Extracting a table when two columns share same element name

Discussions and Tech Support related to website data extraction, screen scraping and data mining using iMacros.

Moderators: Community Moderators, iMacros Moderators

Forum rules
Before asking a question or reporting an issue:
1. Please review the list of FAQ's.
2. Use the Google search box (at the top of each forum page) to see if a similar problem or question has already been addressed. This will search the entire contents of the forums as well as the iMacros Wiki.
3. We can respond much faster to your posts if you include the following information:

CLICK HERE FOR IMPORTANT INFORMATION TO INCLUDE IN YOUR POST

Answering your own posts (e.g. attempting to "bump" your topic) drops your topic from the list of unanswered threads, so it may actually receive less views.

Extracting a table when two columns share same element name

by tennisdude on Thu Mar 30, 2017 9:52 am

Hi,

I'm trying to extract a table with 7 columns of data.

In the table I'm trying to extract two columns share the same element name "CLASS:player-name" I have to apply a regular expression to that element name to remove additional data I do not need.

When I try to create a loop on the POS of the individual element when The script loops it uses the same player name for both columns in the csv file.

I've tried to get the script to use relative extraction and have had no luck.

Could some of the imacros wizards help me or point me in the right direction??

Cheers
TD


Code: Select all

VERSION BUILD=10022823
TAB T=1
TAB CLOSEALLOTHERS
URL GOTO=https://matchstat.com/tennis/all-upcoming-matches

TAG POS=3 TYPE=TD ATTR=CLASS:round EXTRACT=TXT
TAG POS=3 TYPE=TD ATTR=CLASS:event-name EXTRACT=TXT

TAG POS=5 TYPE=TD ATTR=CLASS:player-name EXTRACT=TXT
SET !EXTRACT EVAL("'{{!EXTRACT}}'.replace(/ \\(.+/gm, '');")

TAG POS=6 TYPE=TD ATTR=CLASS:player-name EXTRACT=TXT
SET !EXTRACT EVAL("'{{!EXTRACT}}'.replace(/ \\(.+/gm, '');")

TAG POS=3 TYPE=TD ATTR=CLASS:odds-td<SP>odds-0 EXTRACT=TXT
TAG POS=3 TYPE=TD ATTR=CLASS:odds-td<SP>odds-1 EXTRACT=TXT
TAG POS=3 TYPE=TD ATTR=CLASS:h2h EXTRACT=TXT

SAVEAS TYPE=EXTRACT FOLDER=* FILE=T1.csv

tennisdude
 
Posts: 7
Joined: Mon Jan 30, 2017 2:48 pm

Re: Extracting a table when two columns share same element n

by chivracq on Thu Mar 30, 2017 6:05 pm

tennisdude wrote:Hi,

I'm trying to extract a table with 7 columns of data.
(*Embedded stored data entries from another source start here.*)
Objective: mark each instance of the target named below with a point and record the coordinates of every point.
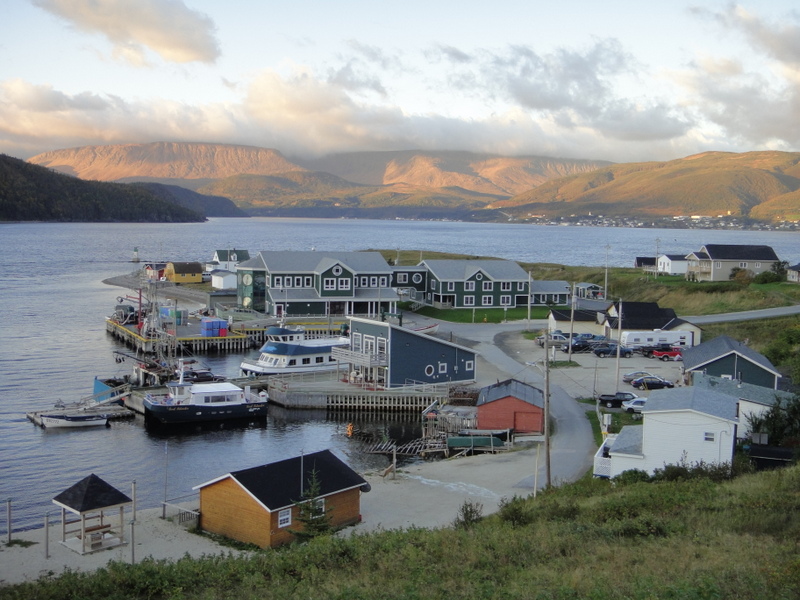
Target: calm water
(53, 340)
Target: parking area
(600, 375)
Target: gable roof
(310, 261)
(461, 270)
(739, 252)
(748, 392)
(280, 484)
(511, 387)
(702, 400)
(712, 350)
(91, 493)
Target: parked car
(628, 377)
(634, 406)
(616, 400)
(651, 382)
(671, 354)
(611, 350)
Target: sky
(618, 80)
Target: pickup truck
(671, 354)
(616, 400)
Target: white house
(681, 425)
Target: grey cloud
(167, 27)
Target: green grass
(674, 539)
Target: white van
(637, 339)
In the table I'm trying to extract two columns share the same element name "CLASS:player-name" I have to apply a regular expression to that element name to remove additional data I do not need.

When I try to create a loop on the POS of the individual element when The script loops it uses the same player name for both columns in the csv file.
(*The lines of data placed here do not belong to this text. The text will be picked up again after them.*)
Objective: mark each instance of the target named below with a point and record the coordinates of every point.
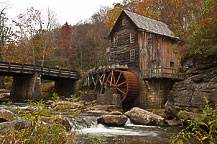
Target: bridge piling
(65, 87)
(26, 87)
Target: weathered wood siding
(121, 53)
(158, 55)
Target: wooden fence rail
(162, 73)
(17, 68)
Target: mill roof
(148, 24)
I've tried to get the script to use relative extraction and have had no luck.

Could some of the imacros wizards help me or point me in the right direction??

Cheers
TD

Code: Select all
VERSION BUILD=10022823
TAB T=1
TAB CLOSEALLOTHERS
URL GOTO=https://matchstat.com/tennis/all-upcoming-matches

TAG POS=3 TYPE=TD ATTR=CLASS:round EXTRACT=TXT
TAG POS=3 TYPE=TD ATTR=CLASS:event-name EXTRACT=TXT

TAG POS=5 TYPE=TD ATTR=CLASS:player-name EXTRACT=TXT
SET !EXTRACT EVAL("'{{!EXTRACT}}'.replace(/ \\(.+/gm, '');")
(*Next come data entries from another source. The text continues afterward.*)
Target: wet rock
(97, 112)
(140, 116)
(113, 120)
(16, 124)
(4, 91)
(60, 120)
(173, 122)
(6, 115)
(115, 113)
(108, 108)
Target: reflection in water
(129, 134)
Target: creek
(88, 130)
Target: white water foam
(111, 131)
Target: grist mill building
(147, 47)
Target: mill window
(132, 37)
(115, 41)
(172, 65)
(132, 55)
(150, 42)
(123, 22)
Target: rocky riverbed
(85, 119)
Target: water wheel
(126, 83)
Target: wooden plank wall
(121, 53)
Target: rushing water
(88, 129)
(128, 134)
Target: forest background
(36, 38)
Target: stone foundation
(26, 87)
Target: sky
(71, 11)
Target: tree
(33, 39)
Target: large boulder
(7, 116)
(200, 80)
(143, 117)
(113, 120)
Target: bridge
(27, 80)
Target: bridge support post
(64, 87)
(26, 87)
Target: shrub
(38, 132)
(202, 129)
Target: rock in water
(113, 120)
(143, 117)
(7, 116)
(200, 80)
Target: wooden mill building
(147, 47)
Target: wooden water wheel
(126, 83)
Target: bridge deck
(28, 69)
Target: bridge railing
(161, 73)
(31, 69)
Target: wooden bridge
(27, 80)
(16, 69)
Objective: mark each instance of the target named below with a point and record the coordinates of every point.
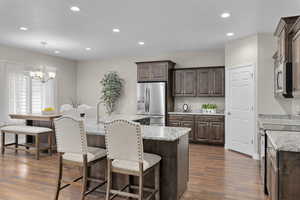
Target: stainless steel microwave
(283, 79)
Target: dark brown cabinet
(183, 121)
(284, 39)
(201, 82)
(202, 131)
(210, 129)
(205, 128)
(203, 86)
(296, 59)
(184, 83)
(282, 173)
(154, 70)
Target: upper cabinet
(184, 83)
(283, 59)
(153, 71)
(284, 41)
(201, 82)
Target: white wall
(91, 72)
(66, 69)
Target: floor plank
(215, 174)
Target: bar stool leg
(2, 142)
(157, 181)
(141, 181)
(59, 177)
(37, 144)
(84, 177)
(16, 142)
(109, 179)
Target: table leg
(50, 144)
(37, 144)
(16, 143)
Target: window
(27, 95)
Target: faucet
(98, 115)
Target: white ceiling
(164, 25)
TAG POS=6 TYPE=TD ATTR=CLASS:player-name EXTRACT=TXT
SET !EXTRACT EVAL("'{{!EXTRACT}}'.replace(/ \\(.+/gm, '');")

TAG POS=3 TYPE=TD ATTR=CLASS:odds-td<SP>odds-0 EXTRACT=TXT
TAG POS=3 TYPE=TD ATTR=CLASS:odds-td<SP>odds-1 EXTRACT=TXT
TAG POS=3 TYPE=TD ATTR=CLASS:h2h EXTRACT=TXT

SAVEAS TYPE=EXTRACT FOLDER=* FILE=T1.csv


FCIM...! :mrgreen: (Always mention your FCI when you open a Thread, read my Sig..., that's mostly why I never reacted to any of your 2 previous Threads, even if one mentioned IE, many Commands are not implemented for all Browsers/Versions or behave differently...)
=> FCI:
Code: Select all
iMacros v10.0.2, iMB/IE...?, if IE v...?, OS...?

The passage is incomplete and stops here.